The trial Judge initially ruled that most of these assets, although initially non-matrimonial property (NMP), became matrimonial property (MP) due to the transfer and should be shared, ordering a 60/40 split in the husband's favour. The Court of Appeal (CoA) subsequently decided that only 25% of the assets were MP subject to sharing, returning the bulk to the husband. The wife appealed to the Supreme Court.
Decision:
The Supreme Court has unanimously dismissed the wife’s appeal and upheld the decision of the CoA. The Court began by noting that Sections 23 and 24 of the Matrimonial Causes Act (MCA) 1973 give courts the power to make financial provision and property adjustment orders upon divorce. Section 25 grants wide discretion, requiring courts to consider "all the circumstances of the case", although the overall aim is to achieve a fair outcome. The Court clarified that NMPs are those properties typically brought into the marriage by one party (i.e., pre-marital property) or acquired during the marriage by external gift or inheritance, while MP are either those properties which constitute the "fruits of the marriage," reflecting the "marriage partnership," or are the "product of the parties' common endeavours". The legal title to the property is thus not determinative of whether it constitutes an MP or an NMP.
For the first time, the Supreme Court has definitively stated that the sharing principle applies only to MP and does not apply to NMP, although NMP can be considered under the "needs" and "compensation" principles.
While the starting point is for MP to be divided equally, departures can be justified. A transfer of an asset between spouses as part of a scheme designed to save tax, regardless of the period involved, will not normally indicate that the asset is being treated as shared, which then can justify a departure from the 50/50 principle. This depends on how the parties have been dealing with the asset and whether this shows that, over time, they have been treating the asset as being shared between them. This principle emphasises the conduct and intention of the parties throughout the marriage regarding that specific asset.

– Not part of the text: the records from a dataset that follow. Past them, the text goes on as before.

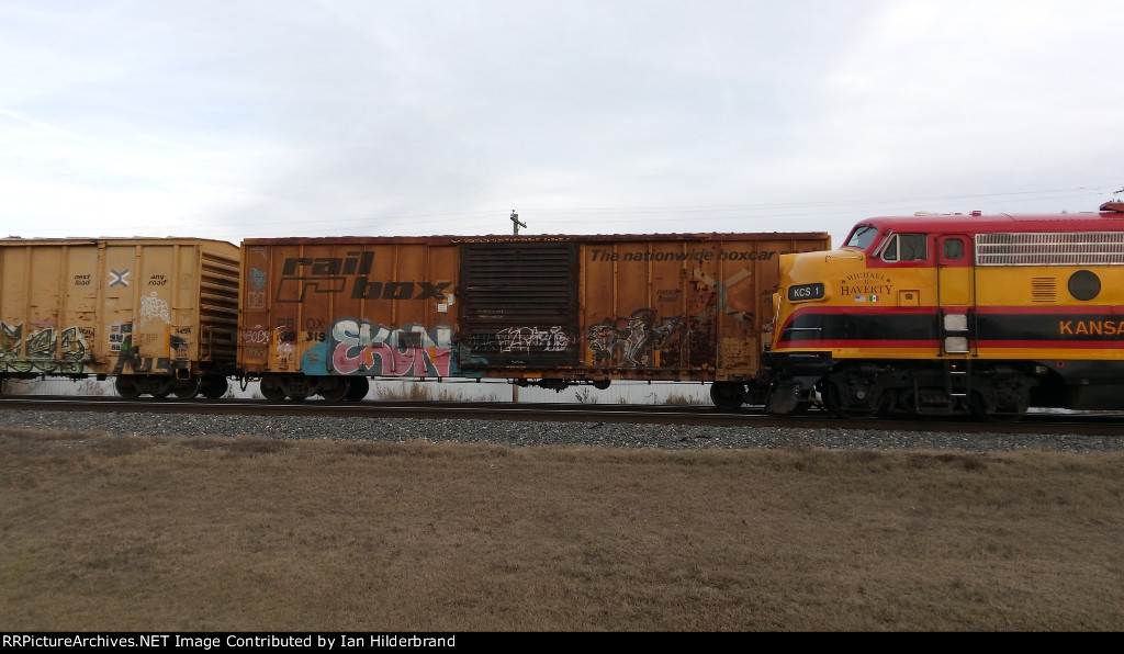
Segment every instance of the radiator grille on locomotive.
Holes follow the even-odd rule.
[[[1124,264],[1124,233],[976,235],[976,265],[1112,264]]]

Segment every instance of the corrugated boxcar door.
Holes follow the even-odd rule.
[[[578,245],[461,245],[464,369],[575,365]]]

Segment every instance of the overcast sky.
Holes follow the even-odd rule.
[[[0,236],[828,231],[1124,199],[1120,0],[0,0]]]

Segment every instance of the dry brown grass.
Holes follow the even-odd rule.
[[[0,430],[0,630],[1124,628],[1124,455]]]

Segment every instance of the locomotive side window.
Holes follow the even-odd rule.
[[[925,261],[925,240],[924,234],[895,234],[882,248],[882,261]]]
[[[878,228],[873,225],[860,225],[854,228],[851,233],[851,237],[846,239],[847,247],[858,247],[859,249],[867,249],[867,247],[874,242],[874,237],[878,236]]]
[[[944,258],[955,261],[964,256],[964,242],[950,238],[944,242]]]

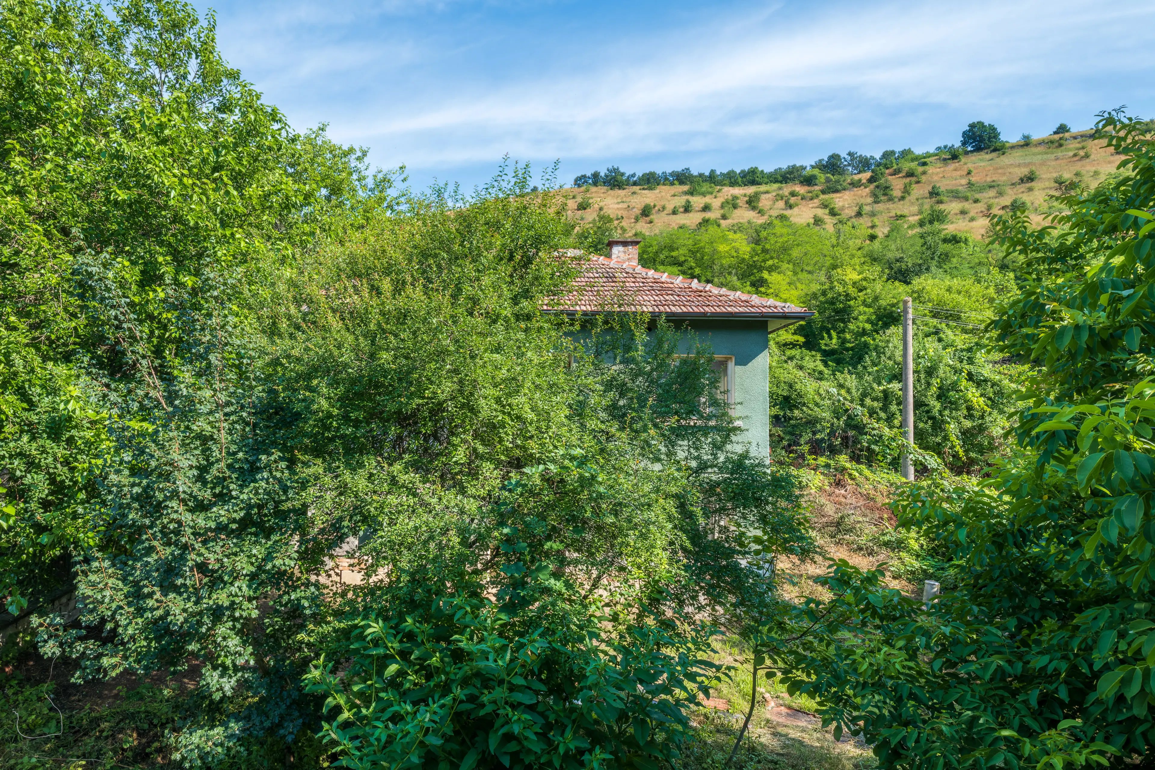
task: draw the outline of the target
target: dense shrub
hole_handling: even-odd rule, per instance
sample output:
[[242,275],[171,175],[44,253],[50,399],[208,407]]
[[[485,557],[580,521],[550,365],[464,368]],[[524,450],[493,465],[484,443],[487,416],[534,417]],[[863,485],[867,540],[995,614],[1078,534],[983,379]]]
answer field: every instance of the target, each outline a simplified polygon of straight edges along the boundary
[[930,205],[926,211],[918,217],[918,226],[945,225],[951,220],[951,215],[941,205]]

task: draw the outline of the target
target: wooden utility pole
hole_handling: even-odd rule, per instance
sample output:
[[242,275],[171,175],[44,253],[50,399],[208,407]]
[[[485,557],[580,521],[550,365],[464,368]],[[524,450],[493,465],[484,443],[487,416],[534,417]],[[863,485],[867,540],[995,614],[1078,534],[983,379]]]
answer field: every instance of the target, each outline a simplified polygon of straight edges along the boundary
[[[902,438],[915,442],[915,321],[911,317],[910,298],[902,298]],[[902,476],[915,480],[915,466],[910,455],[902,455]]]

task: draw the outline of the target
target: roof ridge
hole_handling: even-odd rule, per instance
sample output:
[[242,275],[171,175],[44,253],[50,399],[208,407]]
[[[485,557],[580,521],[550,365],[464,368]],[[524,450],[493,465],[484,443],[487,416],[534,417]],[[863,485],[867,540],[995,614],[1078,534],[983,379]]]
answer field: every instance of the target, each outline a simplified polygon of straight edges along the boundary
[[[736,289],[716,286],[713,283],[699,281],[698,278],[691,276],[671,275],[670,272],[666,271],[660,272],[658,270],[642,267],[638,262],[633,261],[627,262],[626,260],[613,259],[611,256],[603,256],[601,254],[589,254],[580,249],[566,249],[566,255],[584,257],[587,263],[603,266],[604,268],[609,268],[614,271],[621,271],[621,274],[619,275],[626,274],[628,271],[629,274],[633,274],[639,278],[641,278],[643,282],[646,279],[650,279],[660,284],[666,284],[671,289],[687,287],[687,289],[701,290],[700,293],[694,292],[695,294],[698,294],[698,297],[702,297],[703,294],[713,294],[714,297],[718,298],[725,297],[730,298],[731,300],[736,300],[738,304],[746,305],[747,307],[754,305],[761,308],[768,308],[768,312],[773,312],[775,314],[777,313],[805,313],[807,315],[811,314],[811,311],[807,311],[805,307],[797,307],[791,302],[784,302],[781,300],[773,299],[770,297],[759,297],[758,294],[746,293],[744,291],[738,291]],[[657,287],[655,286],[655,289]],[[586,290],[579,290],[579,292],[582,291]],[[705,301],[709,302],[709,301],[723,301],[723,300],[705,300]],[[709,309],[702,309],[702,312],[706,315],[713,315],[714,313],[722,313],[722,314],[726,313],[726,311],[709,311]],[[730,312],[731,313],[736,312],[732,309],[732,306]]]
[[625,260],[616,260],[612,256],[603,256],[601,254],[593,254],[587,256],[590,256],[591,259],[598,260],[601,262],[609,262],[610,264],[616,264],[627,268],[629,270],[633,270],[634,272],[648,272],[649,275],[656,277],[658,281],[672,281],[675,283],[681,283],[683,281],[688,281],[691,289],[706,289],[707,291],[711,291],[715,294],[721,293],[725,294],[726,297],[740,297],[743,299],[762,300],[767,305],[774,301],[769,298],[759,297],[758,294],[747,294],[736,289],[715,286],[711,283],[699,281],[698,278],[692,278],[690,276],[673,276],[672,278],[668,278],[666,276],[670,275],[669,272],[663,272],[662,275],[657,275],[657,270],[654,270],[653,268],[643,268],[636,262],[626,262]]

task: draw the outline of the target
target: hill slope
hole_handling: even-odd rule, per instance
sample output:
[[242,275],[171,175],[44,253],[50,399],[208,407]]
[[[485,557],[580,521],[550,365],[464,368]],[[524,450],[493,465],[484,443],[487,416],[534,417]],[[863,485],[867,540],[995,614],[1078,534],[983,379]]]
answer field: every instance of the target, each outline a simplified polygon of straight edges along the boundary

The transfer of the £80 million in 2017 was not seen as an act of matrimonialisation, one that converted the largely non-matrimonial wealth into shared marital property. The specific context (i.e., tax planning for children) and the lack of evidence that the parties treated the assets as being jointly shared over time meant that the husband retained his substantial portion of the original NMP.
Implications:
This landmark judgement brings much-needed clarity on several points, firmly establishing that the sharing principle applies only to MP. This means that assets acquired before the marriage or by inheritance and/or gift during the marriage (i.e., NMP) are generally not subject to equal sharing.
The Supreme Court formally endorsed the term "matrimonialisation" to describe the process by which NMP can transform into MP. Crucially, this ruling has clarified the test for matrimonialisation in that it is not simply about legal title or a one-off transfer. Matrimonialisation requires evidence that the parties, over time, treated the asset as being shared between them. This involves looking at their conduct, how the asset was used within the marriage, and the intent behind any dealings with it. The judgement clearly states that a transfer of assets between spouses for tax planning purposes will not normally lead to matrimonialisation.
For high-net-worth individuals, this case provides invaluable guidance on how substantial non-matrimonial wealth will be treated during a divorce. It suggests that, where needs are already met, the focus will shift sharply to the source and matrimonial nature of assets. While the 50/50 starting point for MP remains, the ability to clearly distinguish and protect NMP means that overall asset division might not be equal if one party brought significant wealth into the marriage and it was not subsequently matrimonialised.